While the proposal was a ''fairly major'' redevelopment, the ''guiding principle'' was to reveal and celebrate the harbourside building's historic character, he said.
As well as restoration work on the outside of the building, the proposal would include having windows cut into the second floor of the building on its north, west and east sides.
The resource consent application also proposes the addition of a car park at the building's north end and the demolition of a concrete block extension built in 1965.
Mr Lund said the project had been coming for some time, but Betterways Advisory Ltd's decision not to build a 28-storey hotel on Wharf St created the right ''opportunity''.
''We held off for a couple of years waiting to see what was going to happen to the hotel,'' he said.
''We supported that [project], but there's always an opportunity when things don't happen.''
The Loan and Mercantile building had been untenanted since 1999, he said.
''You can't just have a building sitting empty indefinitely.
''We have been thinking about it [the redevelopment] for a while, but we think the time is right.''
Dunedin City Council heritage policy planner Glen Hazelton was pleased to learn of the proposal, but said he had not seen a specific plan.
''It's definitely going to be great to see that building used after such a long time ... vacant,'' he said.
Its redevelopment needed to recognise it was a ''really important building to the Dunedin cityscape''.

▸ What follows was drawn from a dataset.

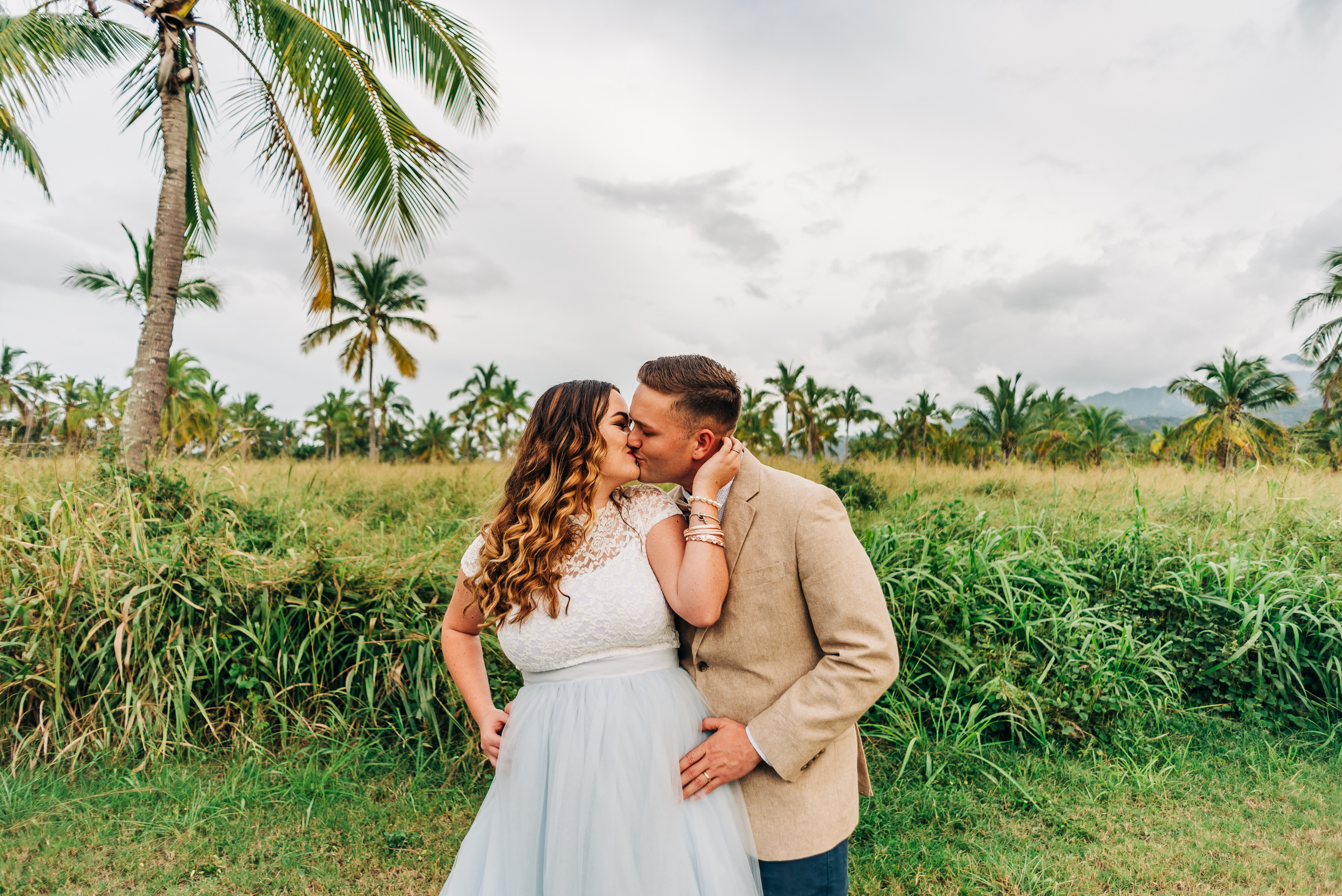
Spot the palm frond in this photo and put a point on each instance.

The second floor would contain 11 three-bedroom units and 13 studio units aimed at the ''high-end of the market''.
Mr Lund would not disclose the cost of the proposed redevelopment. He said it was undecided how the ground and first floors would be used.
Work would begin ''as soon as possible if we get resource consent,'' he said.
Mr Hazelton said until the council looked at the proposal it would not know if the consent should be publicly notified.
Attempts to contact Heritage New Zealand last night were unsuccessful.